La soupe 1968 de Marisol

Il est douze ans sur le chemin du collège.

Le père ne va pas bien. Quand il presse un doigt sur sa jambe, l’empreinte  reste imprimée dans la chair fade. Cette auréole qui creuse son mollet est la cause que la mère ne sale plus les plats, et que l’on demande à l’épicière de réserver un paquet de ce coûteux café qui lui est recommandé.

Décaféiné, elle apprend ce mot au déshonneur de l’ordonnance paternelle.

A la maison, les interdits cernent le père : plus d’apéritif, plus de café, plus de sel. La mère ne renouvelle pas le vin blanc du bas de placard de la cuisine, pour lui éviter la tentation de siffler le fond de bouteille destiné au poisson au four. Demeure cependant pour le père l’ineffable honneur de lire le journal à midi. En apparence, rien ne change ; les nouvelles du jour absorbent tous ses mots, son attention muette. Depuis ses cinq ans qu’elle s’impatiente lire les secrets du journal du père !

On ne regarde pas dans l’assiette de son voisin !.

Tiens-toi droite et tais-toi !.

Il est douze ans en Périgord vert.

Curieux pays où l’on gâche généreux maïs aux cochons.

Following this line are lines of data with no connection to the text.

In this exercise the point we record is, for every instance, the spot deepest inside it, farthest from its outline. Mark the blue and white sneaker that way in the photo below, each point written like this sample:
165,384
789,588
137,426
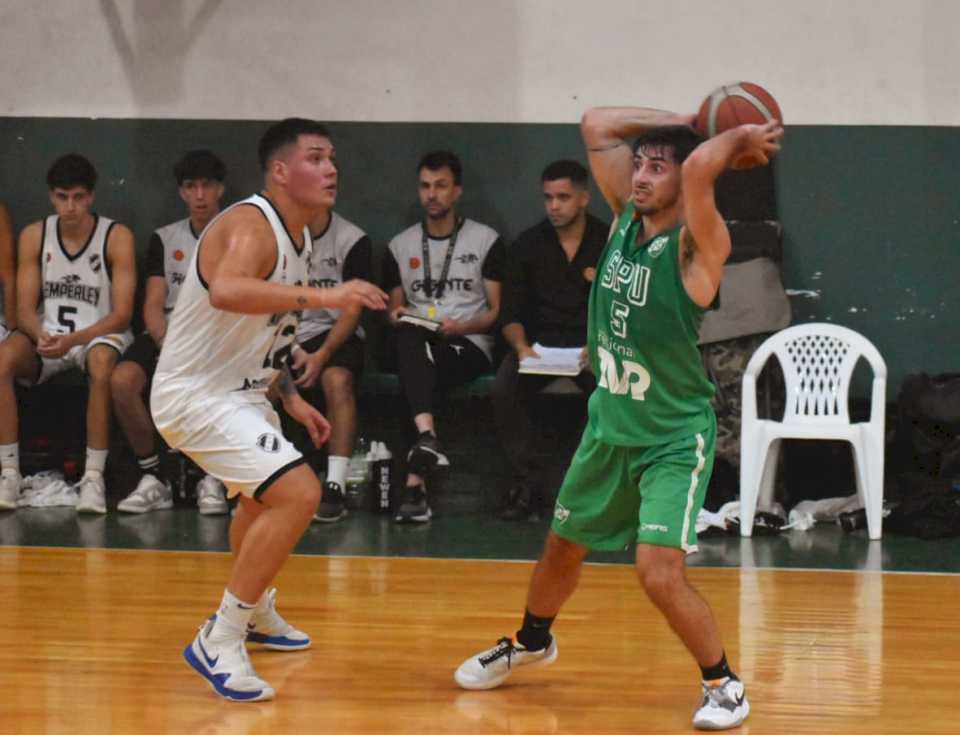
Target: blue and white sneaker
268,629
722,706
226,666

Le verrat de la ferme leur a donné bien du mal : elles ont voulu jouer à le regarder de près, et Josiane au penty bleu a fait glisser le loquet ; l’animal a senti le vent frais, cogné le groin à la lourde porte de bois, et il leur a fallu trouver toutes les forces du désespoir pour contrer quatre cents kilos solidement nourris, réussir enfin refermer le loquet. La colère d’un père, tout faire pour ne pas renaître la colère d’un père. Douze ans de vent sur la joue, d’étonnements à ne plus savoir qu’en braire.

Maintenant le père est hospitalisé. La mère a demandé une lettre des enfants pour l’hôpital. Mais que dire à celui qui ne parle jamais ? Les mots restent  coincés. La lettre demeure page blanche durant des jours.

La mère rappelle au devoir. Elle finit par écrire quelques lignes serrées.

Et tout à l’heure, elle est rentrée du collège, la mère était assise dans la cuisine silencieuse.

Elle a juste fait glisser son carnet de notes au coin de la toile cirée. Depuis des jours qu’elle s’inquiète du chuchotement des professeurs à son passage, tous ces jours se demander pourquoi on parle d’elle, à chaque interclasse. Jusqu’à la pointer du doigt. C’est elle, c’est bien elle, c’est la petite, la nouvelle… ce qu’elle a bien pu pouvoir inventer ?

Elle a beau tout passer au crible, matin et soir elle ne trouve pas. Les devoirs sont prêts bien à l’avance, les cheveux impeccablement attachés aux repas, la bouche muselée.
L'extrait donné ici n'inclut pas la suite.